The route issue was not settled until Parliament chose the "compromise coastal alternative" on 8 June 1875, in which the Vestfold Line bypassed Horten, but a branch was to be built from Skoppum. The station was officially opened on 13 October 1881, although regular traffic did not start until 7 December. The line was originally built with narrow gauge and the line and station were converted to standard gauge on 3 October 1949, as the last section to be converted in Norway. The line was electrified on 11 December 1957. NSB decided that it was cheaper to operate all services by bus, and closed down all passenger services on the Horten Line from 26 May 1967. A modest amount of freight traffic was retained.

==Service==
Initially the line had four trains per direction per day, increasing to seven in 1884. It reached eleven during the 1920s and peaked with thirteen from 1946. Travel time was initially 16 minutes between Skoppum and Horten.

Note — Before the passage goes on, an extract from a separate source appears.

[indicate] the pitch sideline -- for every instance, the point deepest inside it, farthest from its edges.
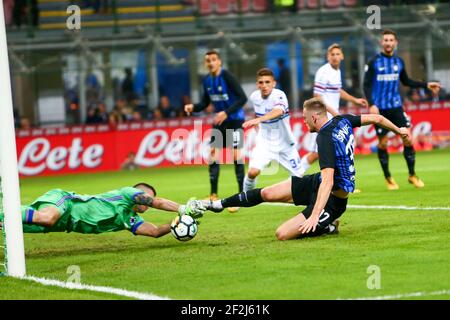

The line's patronage peaked in the 1920, when ca. 200,000 annual passengers were transported along with between 5,000 and 15,000 tonnes of cargo. Though their bus division, NSB Biltrafikk, the railway company operated both bus and train services between Skoppum and Horten from the mid-1940s. With the gauge conversion in 1949, the number of daily services to eight. NSB gradually increased its focus on bus traffic on the route, reducing the number of train services to five from 1962.

==Facilities==
The station building was designed by Balthazar Lange, who had the responsibility for designing all the stations along the Vestfold and Horten Line. Designed in Swiss chalet style, Horten was among the larger station in Vestfold, as it among other duties had to act as a port of entry. It is physically placed between the town and the fjord, originally on a parcel of land so small that it could only house two through tracks and two spurs. As time went the fjord was gradually filled, allowing the station room to expand. In the first decades up to twenty people worked at the station.

Horten Station was located 7.0 km from Skoppum Station on the Vestfold Line, and 106.51 km from Oslo West Station. It was located at an elevation of 2.2 m above mean sea level. In addition to the station area, it had a short branch to the port. Horten Station has burned down.